En primer lugar, las sanciones económicas a Rusia y la destrucción de la economía ucrania, van a causar afectaciones no sólo al país invasor sino a muchas regiones del mundo. Recordemos que Rusia ha sido un gran exportador de petróleo y gas natural, pero también de paladio y trigo, así como uno de los mayores proveedores mundiales de fertilizantes compuestos de potasa y nitrógeno. Ucrania, por su parte, era, igualmente, un productor muy relevante de trigo y maíz. Por ello, la crisis bélica, asegura el FMI, “empeorará el comportamiento de la inflación y ralentizará aún más el crecimiento económico”. Los precios mundiales de los alimentos se han elevado notoriamente. Según la FAO éstos han subido más del 40 por ciento en los últimos dos años y alcanzaron un máximo histórico en febrero pasado. Por su parte, el Banco Mundial ha advertido que la crisis bélica “tendrá importantes repercusiones en Oriente Próximo y en África, en especial en sus áreas septentrional y subsahariana” ya que dependen mucho de los granos rusos y ucranios.
En el otro extremo del planeta, el precio de la gasolina en Estados Unidos se disparó durante la primera semana de marzo hasta alcanzar el máximo registrado durante los últimos diecisiete años. En el caso de la Unión Europea, el Banco Central prevé un periodo de “estanflación”, estancamiento con inflación, y un aumento del desempleo, por lo que ha recortado su previsión de crecimiento para 2022 del 4.2 al 3.7 por ciento y una inflación que podría llegar a 5.1 por ciento (Fuente: Sundaram y Chowdhury, disponible en: https://www.elsaltodiario.com/analisis/economia-incursion-ucrania-estanflacion-mundo).

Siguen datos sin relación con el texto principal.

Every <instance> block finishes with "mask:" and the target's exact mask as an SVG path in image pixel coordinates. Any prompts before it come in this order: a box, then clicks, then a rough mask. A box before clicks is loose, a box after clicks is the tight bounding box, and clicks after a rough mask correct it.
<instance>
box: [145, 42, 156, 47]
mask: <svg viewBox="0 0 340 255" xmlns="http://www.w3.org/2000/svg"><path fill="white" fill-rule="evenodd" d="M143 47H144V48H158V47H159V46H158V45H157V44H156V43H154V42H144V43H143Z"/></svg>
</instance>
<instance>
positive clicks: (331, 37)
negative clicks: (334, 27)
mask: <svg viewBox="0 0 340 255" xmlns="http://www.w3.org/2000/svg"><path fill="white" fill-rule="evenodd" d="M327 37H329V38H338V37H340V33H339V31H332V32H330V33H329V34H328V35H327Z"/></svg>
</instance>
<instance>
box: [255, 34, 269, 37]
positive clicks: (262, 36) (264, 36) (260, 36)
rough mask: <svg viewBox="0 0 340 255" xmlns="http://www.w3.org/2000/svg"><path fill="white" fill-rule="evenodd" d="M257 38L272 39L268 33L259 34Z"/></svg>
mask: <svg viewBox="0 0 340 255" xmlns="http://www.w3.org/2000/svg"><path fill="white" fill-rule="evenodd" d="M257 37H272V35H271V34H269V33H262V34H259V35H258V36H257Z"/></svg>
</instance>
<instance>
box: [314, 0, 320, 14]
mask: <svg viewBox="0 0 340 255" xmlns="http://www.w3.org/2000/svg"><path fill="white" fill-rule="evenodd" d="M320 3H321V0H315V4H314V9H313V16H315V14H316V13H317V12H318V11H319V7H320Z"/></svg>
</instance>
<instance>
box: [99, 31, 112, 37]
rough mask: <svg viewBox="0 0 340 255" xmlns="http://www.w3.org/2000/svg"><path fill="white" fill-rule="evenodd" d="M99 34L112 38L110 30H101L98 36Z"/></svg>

La segunda consecuencia apunta hacia el olvido o imposibilidad de emprender una agenda progresista en el mundo. En Estados Unidos y Europa, la preocupación central de los gobiernos es, en estos momentos, la guerra. Se pretende crear, por ambos bandos, una psicosis general culpando al “peligro ruso” o a la “amenaza occidental “ del conflicto y su prolongación. Partidos políticos, funcionarios e intelectuales parecen unirse en una sola causa, el triunfo de las armas, sin importar sus viejas diferencias.
Por su parte, en los países menos desarrollados, el empeoramiento de las condiciones económicas provocadas por la crisis ucrania, a las que hay que sumar el balance negativo de las políticas neoliberales y los efectos de la pandemia, conforman un panorama desalentador que puede inhibir la construcción de nuevos proyectos diseñados para lograr una recuperación más rápida y justa.
Si las tensiones mundiales se agravan, la atención a la pobreza, la desigualdad y la injusticia pasarán a un segundo plano. Todo (o casi) se centrará en el desenlace militar y sus consecuencias “geopolíticas”, las cuales serán de muy largo plazo.
La única posibilidad de salir del túnel radica en encontrar, pronto, una solución pacífica al conflicto. De otra manera, esta guerra, causada por la incursión de un ejército contra una sociedad inerme, apunta a convertirse en una catástrofe mundial. Algunos podrán hablar, hoy o mañana, de vencedores y vencidos, de responsable o irresponsables. Lo cierto es que, como ha quedado demostrado en los casos de Irak, Siria o Afganistán, las invasiones militares siempre causan grandes pérdidas civiles y destrucción material que requieren muchos años para repararse. Además, en esta conflagración, como sucedió en las dos grandes guerras que asolaron Europa y parte del mundo en el siglo XX, aparecen los militaristas de distintos colores. Para ellos, la confrontación “obliga” a dejar de lado los reclamos y aspiraciones de los pueblos. Lo más importante es la aniquilación del enemigo.
Ojalá la opinión pública mundial logre superar estos espíritus belicistas e imponer una agenda de paz y prosperidad para todos.